Ask Andy: Do you fear change in reality TV shows?
This illustration of my central metaphor will make more sense once you read the story. (Photo by Shutterstock)

You don’t like change much, do you, Andy? —Brent, via Twitter

I love change. Now get off my astroturf lawn so it will look exactly like it always does.

Seriously: To start, I realize this was less of a question and more of a point, but it was a point that I appreciated because it made me think. But I couldn’t fit my response into a tweet. Also, while Brent was responding to my comment that I wasn’t fond of a new twist on Survivor, I’ve heard variations of that idea before. I understand: My writing can often seem like it came from a grumpy old man who wants everything to stay the same.

But do I really dislike change?

As I thought about it, I realized that, in many ways, I love change. I have such a short attention span that I’ve already forgotten what this sentence is about kittens and puppy GIFs. So, change keeps me interested and invested.

Stagnation often leads me to bail on a TV show, reality or scripted. Playing the same note on a piano over and over again may be music, but it’s usually not for me.

To be more specific, I like incremental change that improves something—for example, when Chipotle changed its logo, the new one seemed fresh and more modern but wasn’t insanely different. It’s not like it was suddenly a neon color and set in Comic Sans. But if Chipotle changed its cilantro-lime rice to anchovy-orange rice, no thank you.

I’m fine with change as long as it doesn’t fundamentally shift the experience and is not too far outside the expected. That’s because, yes, I dislike change that strays into the unfamiliar. It’s uncomfortable and even disorienting.

So, when change shakes the foundation and stuff falls off the walls and breaks, I crawl under a table and type angry words furiously.

Here comes another metaphor. Apologies.

The best way to explain my relationship to change in reality TV is to use my favorite metaphor for reality shows: pizza. So, let us imagine that a reality show is a pizza.
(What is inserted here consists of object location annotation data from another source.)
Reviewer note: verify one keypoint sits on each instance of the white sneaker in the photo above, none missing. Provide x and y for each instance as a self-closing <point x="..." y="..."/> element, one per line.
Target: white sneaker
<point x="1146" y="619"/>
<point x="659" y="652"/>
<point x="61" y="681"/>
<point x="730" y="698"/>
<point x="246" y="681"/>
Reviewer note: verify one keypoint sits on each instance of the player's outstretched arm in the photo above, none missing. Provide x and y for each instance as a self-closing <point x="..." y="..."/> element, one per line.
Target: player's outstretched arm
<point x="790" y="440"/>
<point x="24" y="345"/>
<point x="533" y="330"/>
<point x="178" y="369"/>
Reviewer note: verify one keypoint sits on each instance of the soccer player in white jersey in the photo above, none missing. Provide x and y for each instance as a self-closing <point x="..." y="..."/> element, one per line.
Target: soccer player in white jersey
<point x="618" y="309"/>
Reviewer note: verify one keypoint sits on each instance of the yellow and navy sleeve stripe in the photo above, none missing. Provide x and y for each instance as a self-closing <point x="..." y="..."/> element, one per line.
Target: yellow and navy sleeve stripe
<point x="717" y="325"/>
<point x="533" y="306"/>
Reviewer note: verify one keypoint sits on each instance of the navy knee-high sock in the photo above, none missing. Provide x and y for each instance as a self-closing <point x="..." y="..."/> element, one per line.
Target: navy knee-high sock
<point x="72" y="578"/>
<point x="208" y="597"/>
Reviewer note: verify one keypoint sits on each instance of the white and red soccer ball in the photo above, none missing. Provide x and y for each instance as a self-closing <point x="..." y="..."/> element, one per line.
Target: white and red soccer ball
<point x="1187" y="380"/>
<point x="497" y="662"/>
There are different kinds of pizzas, such as one from a chain restaurant or a homemade one with gluten-free crust. And there’s wild differentiation even in the same category: even among frozen pizzas, there’s a lot of variation in quality and type.

In the same way that there are certain kinds of expectations one has from a category or brand of pizza, I try to evaluate a show based on what I expect from it. And when a show has established its parameters and then changes, I can have a range of responses. (Warning: way too many pizza metaphors ahead.)

For example, when Hoarders tried a live episode, it was like shifting from a deep-dish crust to a rectangular cafeteria pizza with cube pepperoni: jarring and not a change for the better.

Over the past decade or 15 years, The Real World has gone from a pizza that changed the world to a pizza that’s soaked in alcohol.

The Amazing Race is a pizza that once was fresh and homemade, and has gradually replaced some of its ingredients. The new version might still be better than others, but I remember how good the original used to be and mourn the change. I should probably get over it, but back in my day, teams had to find their own flights and challenges were challenging.

When Survivor adds a twist, like the vote veto introduced in episode nine of season 31, it arrives like a new topping. It has the potential to change my enjoyment for better or worse. Even if I don’t like it, the pizza’s still otherwise the same. So, my response is often one that’s like: I love this pizza and most bites are great, but I’m getting tired of these chunks of pineapple. Sometimes, like last season, Survivor delivers a pizza with several rotten slices.

If I sense that the chef has unnecessarily screwed it up or, worse, given us food poisoning, I can react to those changes emotionally. Sometimes I do a bad job of explaining all of this and just do the equivalent of saying “ew!” or spitting out my food.

Whatever my response to change may be, I do my best to think about why I’m reacting that way. And, when I write, I offer those responses in the spirit of sitting down across from someone and sharing our reactions together. Feel free to tell me what you think. We don’t have to agree, but we can still share a pizza. We might just like different toppings, or brands, or whatever.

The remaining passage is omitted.